Crèche au Département : l’affaire rejugée ?
Le rapporteur public a préconisé, vendredi, au Conseil d’Etat d’annuler l’arrêt de la cour administrative d’appel de Nantes qui avait donné raison au Département de la Vendée, en octobre 2015, dans l’affaire qui l’oppose à la Fédération de la Libre Pensée concernant la crèche de Noël installée dans son hall.
La magistrate - dont les avis sont la plupart du temps suivis - a en effet considéré que la décision était entachée d’une « erreur de droit ». Elle a suggéré à la plus haute juridiction administrative française de renvoyer l’affaire devant les juges nantais, qui devront s’inspirer de ses conclusions lors de ce quatrième round judiciaire.
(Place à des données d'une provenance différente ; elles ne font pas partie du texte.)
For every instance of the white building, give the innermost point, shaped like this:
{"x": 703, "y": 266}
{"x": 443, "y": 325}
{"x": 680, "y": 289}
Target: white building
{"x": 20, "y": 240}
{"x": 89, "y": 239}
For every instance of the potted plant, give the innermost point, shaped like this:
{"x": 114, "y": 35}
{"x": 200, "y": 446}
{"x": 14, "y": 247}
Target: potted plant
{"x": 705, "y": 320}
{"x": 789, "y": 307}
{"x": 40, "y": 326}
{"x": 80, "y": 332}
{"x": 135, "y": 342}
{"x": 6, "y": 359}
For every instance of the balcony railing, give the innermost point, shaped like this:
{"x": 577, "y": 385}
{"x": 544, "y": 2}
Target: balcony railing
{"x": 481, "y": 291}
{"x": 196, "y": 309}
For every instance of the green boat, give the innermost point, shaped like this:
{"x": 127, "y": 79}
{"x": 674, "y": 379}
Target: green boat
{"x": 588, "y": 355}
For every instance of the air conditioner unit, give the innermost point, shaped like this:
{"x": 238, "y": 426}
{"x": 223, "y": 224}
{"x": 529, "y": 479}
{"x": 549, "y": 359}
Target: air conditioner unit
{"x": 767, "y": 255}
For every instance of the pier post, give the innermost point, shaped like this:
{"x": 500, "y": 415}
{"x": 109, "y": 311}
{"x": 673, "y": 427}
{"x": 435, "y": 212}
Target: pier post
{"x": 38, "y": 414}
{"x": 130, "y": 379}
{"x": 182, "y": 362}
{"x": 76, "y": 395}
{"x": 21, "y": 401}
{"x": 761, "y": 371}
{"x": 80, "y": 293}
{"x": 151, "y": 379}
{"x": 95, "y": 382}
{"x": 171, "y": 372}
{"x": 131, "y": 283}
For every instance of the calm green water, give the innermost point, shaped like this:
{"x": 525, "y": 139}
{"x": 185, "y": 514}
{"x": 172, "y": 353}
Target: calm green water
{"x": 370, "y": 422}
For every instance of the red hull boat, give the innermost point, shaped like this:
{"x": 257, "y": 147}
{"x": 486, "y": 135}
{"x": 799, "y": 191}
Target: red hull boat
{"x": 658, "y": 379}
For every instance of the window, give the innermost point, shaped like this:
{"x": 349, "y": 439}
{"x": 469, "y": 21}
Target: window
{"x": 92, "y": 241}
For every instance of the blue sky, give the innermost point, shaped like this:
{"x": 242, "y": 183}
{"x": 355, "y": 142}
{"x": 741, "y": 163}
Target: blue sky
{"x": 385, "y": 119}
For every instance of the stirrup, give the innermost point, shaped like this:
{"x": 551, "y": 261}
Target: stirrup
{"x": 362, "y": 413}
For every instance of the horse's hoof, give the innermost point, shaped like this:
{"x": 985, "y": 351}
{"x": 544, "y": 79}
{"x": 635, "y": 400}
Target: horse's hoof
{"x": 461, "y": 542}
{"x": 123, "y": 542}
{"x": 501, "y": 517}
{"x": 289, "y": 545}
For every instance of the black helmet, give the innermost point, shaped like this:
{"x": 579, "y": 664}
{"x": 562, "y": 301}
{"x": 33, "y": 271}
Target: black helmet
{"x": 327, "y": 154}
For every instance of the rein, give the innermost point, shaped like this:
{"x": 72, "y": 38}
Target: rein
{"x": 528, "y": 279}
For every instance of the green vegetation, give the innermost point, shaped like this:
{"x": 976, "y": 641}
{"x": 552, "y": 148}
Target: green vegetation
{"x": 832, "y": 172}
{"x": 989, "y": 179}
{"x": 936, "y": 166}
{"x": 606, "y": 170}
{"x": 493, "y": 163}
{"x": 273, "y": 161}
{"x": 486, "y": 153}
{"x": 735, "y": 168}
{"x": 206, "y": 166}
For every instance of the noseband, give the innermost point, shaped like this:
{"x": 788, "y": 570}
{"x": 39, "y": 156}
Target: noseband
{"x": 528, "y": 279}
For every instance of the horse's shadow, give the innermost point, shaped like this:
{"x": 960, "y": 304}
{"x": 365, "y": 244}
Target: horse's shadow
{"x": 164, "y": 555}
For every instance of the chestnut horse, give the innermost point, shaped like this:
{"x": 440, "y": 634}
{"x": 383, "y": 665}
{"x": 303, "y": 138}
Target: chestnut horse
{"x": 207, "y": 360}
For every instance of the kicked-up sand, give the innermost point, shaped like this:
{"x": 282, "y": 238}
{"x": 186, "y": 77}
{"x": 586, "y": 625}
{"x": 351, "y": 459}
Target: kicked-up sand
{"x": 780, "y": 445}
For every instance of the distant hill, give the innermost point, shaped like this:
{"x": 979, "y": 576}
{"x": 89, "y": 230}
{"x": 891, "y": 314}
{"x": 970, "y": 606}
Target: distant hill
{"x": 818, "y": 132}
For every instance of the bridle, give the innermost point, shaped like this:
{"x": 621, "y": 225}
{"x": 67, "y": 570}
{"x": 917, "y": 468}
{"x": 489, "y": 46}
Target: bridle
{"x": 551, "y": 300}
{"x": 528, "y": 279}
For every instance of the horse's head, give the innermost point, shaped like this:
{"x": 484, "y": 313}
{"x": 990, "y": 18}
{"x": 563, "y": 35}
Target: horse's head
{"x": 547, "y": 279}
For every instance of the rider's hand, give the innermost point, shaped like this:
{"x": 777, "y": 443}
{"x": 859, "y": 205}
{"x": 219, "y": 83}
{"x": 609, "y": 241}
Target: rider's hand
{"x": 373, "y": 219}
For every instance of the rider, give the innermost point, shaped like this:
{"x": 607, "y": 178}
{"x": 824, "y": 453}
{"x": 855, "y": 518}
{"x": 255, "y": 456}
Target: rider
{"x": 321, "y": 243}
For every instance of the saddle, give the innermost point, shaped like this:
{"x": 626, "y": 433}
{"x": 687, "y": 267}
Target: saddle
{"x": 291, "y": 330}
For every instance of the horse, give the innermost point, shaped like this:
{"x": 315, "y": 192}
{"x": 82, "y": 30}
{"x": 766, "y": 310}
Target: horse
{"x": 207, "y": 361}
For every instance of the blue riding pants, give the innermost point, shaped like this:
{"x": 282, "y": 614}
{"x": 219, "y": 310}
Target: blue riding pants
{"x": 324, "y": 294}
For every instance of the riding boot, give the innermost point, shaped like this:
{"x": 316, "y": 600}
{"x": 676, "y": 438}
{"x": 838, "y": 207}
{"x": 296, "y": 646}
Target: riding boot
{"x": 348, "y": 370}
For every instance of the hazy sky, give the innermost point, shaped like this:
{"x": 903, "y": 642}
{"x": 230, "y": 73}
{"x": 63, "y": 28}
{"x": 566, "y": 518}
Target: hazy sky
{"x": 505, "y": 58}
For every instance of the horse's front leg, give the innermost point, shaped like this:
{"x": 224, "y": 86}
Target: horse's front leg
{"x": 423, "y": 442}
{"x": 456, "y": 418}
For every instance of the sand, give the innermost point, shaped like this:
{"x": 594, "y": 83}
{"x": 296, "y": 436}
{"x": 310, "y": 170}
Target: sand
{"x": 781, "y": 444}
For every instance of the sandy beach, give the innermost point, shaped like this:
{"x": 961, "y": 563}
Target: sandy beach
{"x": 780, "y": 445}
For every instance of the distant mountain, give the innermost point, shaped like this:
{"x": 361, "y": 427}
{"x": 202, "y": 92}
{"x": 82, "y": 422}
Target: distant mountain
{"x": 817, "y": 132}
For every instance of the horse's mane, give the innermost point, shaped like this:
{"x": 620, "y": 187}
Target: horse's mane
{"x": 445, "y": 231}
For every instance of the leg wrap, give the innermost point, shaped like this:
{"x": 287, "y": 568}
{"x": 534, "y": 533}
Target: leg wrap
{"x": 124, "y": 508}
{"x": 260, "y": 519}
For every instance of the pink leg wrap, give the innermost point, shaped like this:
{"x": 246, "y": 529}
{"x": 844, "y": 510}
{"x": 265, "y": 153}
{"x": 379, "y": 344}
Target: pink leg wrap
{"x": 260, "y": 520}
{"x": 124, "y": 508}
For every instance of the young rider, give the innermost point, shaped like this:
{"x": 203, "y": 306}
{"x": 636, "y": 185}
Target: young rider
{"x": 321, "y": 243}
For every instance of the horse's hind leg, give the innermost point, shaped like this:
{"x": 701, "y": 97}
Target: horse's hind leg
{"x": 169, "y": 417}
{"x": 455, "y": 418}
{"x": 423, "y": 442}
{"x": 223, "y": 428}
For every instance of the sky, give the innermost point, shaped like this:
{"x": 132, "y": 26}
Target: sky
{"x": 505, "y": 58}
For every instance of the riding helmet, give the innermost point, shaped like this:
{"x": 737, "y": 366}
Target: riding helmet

Aurélie Bretonneau s’est toutefois livrée à l’audience à une interprétation de la loi de séparation de l’Eglise et de l’Etat qui pourrait être favorable aux intérêts du conseil départemental de la Vendée. « La question de la crèche […] nous semble emblématique de cette catégorie d’objets d’origine religieuse ayant, par la force du temps, acquis un autre type de signification », a-t-elle rappelé, en préambule de ses conclusions. Elle a ainsi cité l’exemple du sapin de Noël, « dont tout le monde ou presque a oublié que, lors de son apparition au XVIe siècle […], il figurait tant l’arbre de la Croix que l’arbre de Vie décoré de pommes rouges (le fruit défendu) et portant l’étoile de Bethléem en son sommet ».
Pas de « prosélytisme »
Aurélie Bretonneau a donc invité le Conseil d’Etat à juger que « la loi de 1905 et surtout le principe de neutralité […] n’interdisent pas par principe l’installation d’une crèche sur le domaine public ». En revanche, une crèche « qui manifesterait un geste de reconnaissance d’un culte » pourrait être censurée par les juges administratifs, selon elle.
Plusieurs critères pourraient dorénavant aider ces derniers à y voir plus clair : une crèche doit d’abord s’inscrire, selon la magistrate, « dans le temps festif lié à la célébration de Noël ». « Le caractère temporaire de l’installation doit être pris en compte », a-t-elle insisté. « L’installation publique d’une crèche en dehors de ce temps festif serait interdite ».
Le deuxième critère serait l’accompagnement d’une « quelconque forme de prosélytisme religieux ou de promotion revendiquée d’une tradition religieuse particulière ». Aurélie Bretonneau a ainsi cité les « exemples caricaturaux » d’une « crèche autour de laquelle on organiserait des prières » ou une autre « surplombée d’un slogan religieux ».
Enfin, troisième et dernier critère : la crèche en question doit « revêtir le caractère d’une manifestation culturelle ou à tout le moins festive ». « Ce troisième critère […] a vocation à tenir compte de l’insertion de la crèche dans l’histoire locale : l’apparition soudaine d’une crèche dans l’espace public, alors que la municipalité ne s’était jamais préoccupée de célébrer Noël […], dans un contexte lourd de crispation sur la question religieuse, pourra être l’indice d’une revendication », a cité en exemple le rapporteur public.
Décision sous quinze jours
Le Conseil d’Etat, qui a mis sa décision en délibéré, devrait dire sous quinze jours environ s’il suit ses conclusions.
Le 22 septembre 2015, lors de l’audience devant la cour administrative d’appel de Nantes, le rapporteur public avait déjà estimé que «l’achat d’une crèche dépasse aujourd’hui le simple acte de foi : Noël est désormais une fête associée à la famille, de façon générale. Elle est aussi peu connotée religieusement que ne l’est la galette des rois de l’Elysée ».
« Si vous suivez ces conclusions, vous allez ouvrir la boîte de Pandore : vous risquez d’avoir des demandes de n’importe qui, qu’il soit de religion juive ou bien musulmane, pour installer un peu partout tout type d’insignes et d’emblèmes religieux », avait alors mis en garde l’avocate de l’association, à l’attention des juges d’appel nantais.
« Les personnages qui sont à l’intérieur d’une crèche, ils sont éminemment chrétiens, ce n’est pas Mahomet », avait poursuivi Me Aline Vérité. « Si on veut célébrer la fête de Noël de façon païenne, on met un arbre de Noël, avec des boules et des guirlandes… Mais une crèche, c’est un emblème religieux : c’est pour fêter la Nativité de Jésus, qui deviendra plus tard le Christ ».